The Northwest Angle is a small part of northern Minnesota that is the only part of the United States outside of Alaska that is north of the 49th parallel. That parallel is the northern boundary of the 48 contiguous states extending eastward from the west coast along the northern boundaries of Washington, Idaho, Montana, North Dakota, and part of Minnesota to the Northwest Angle. Further east, the U.S.A. does not extend that far north. Map projections sometimes create an optical illusion that Maine extends further north than that; that illusion does not occur in maps in which parallels of latitude are straight lines. Like Alaska, the Northwest Angle cannot be reached from the rest of the USA without either going through Canada or crossing water -- specifically, the Lake of the Woods.

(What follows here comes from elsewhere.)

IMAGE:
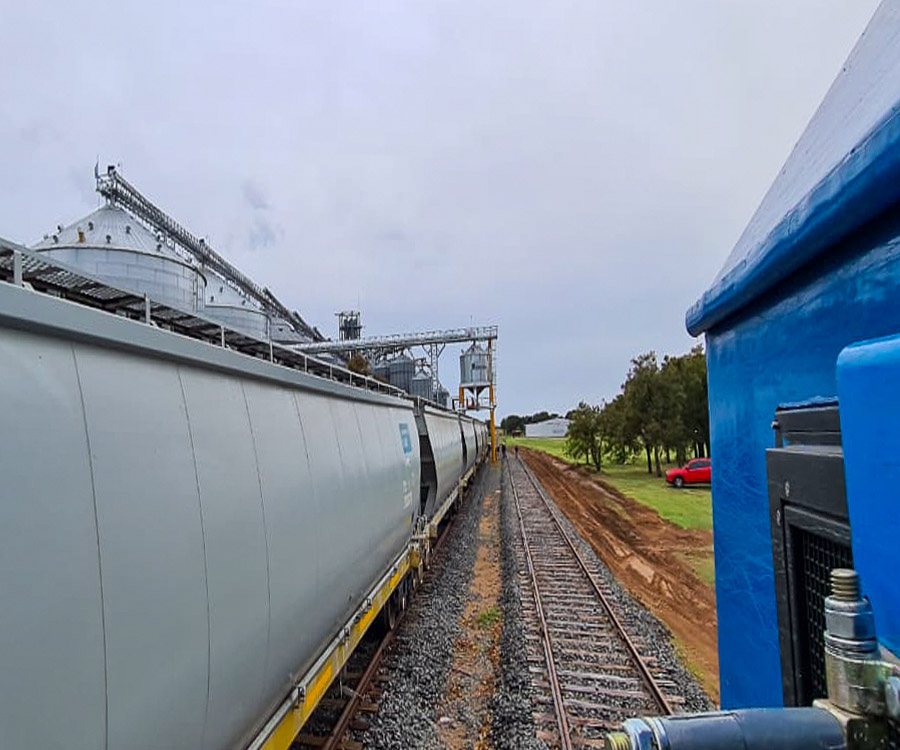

The Treaty of Paris (1783), concluded between the United States and Britain at the end of the American Revolutionary War, stated that the boundary between the U.S.A. and the British possessions to the north would run "...through the [Lake of the Woods] to the most northwesternmost point thereof, and from thence on a due west course to the river Mississippi..." The parties did not suspect that the source of the Mississippi, Lake Itasca, was south of that point. Consequently the Northwest Angle is the result of 18th-century ignorance of geography. In 1818 the error was corrected by having the boundary run due south from the northwest point of the lake to the 49th parallel and then westward along it. When this north-south line was surveyed, it was found to intersect other bays of the lake and therefore cut off a portion of U.S. territory, now known as the Northwest Angle.

The Northwest Angle has only about 100 inhabitants, and the border crossing is unstaffed. Travelers using the single gravel road into the Angle are expected to use the telephone provided to contact Canadian or U.S. customs and make their declarations.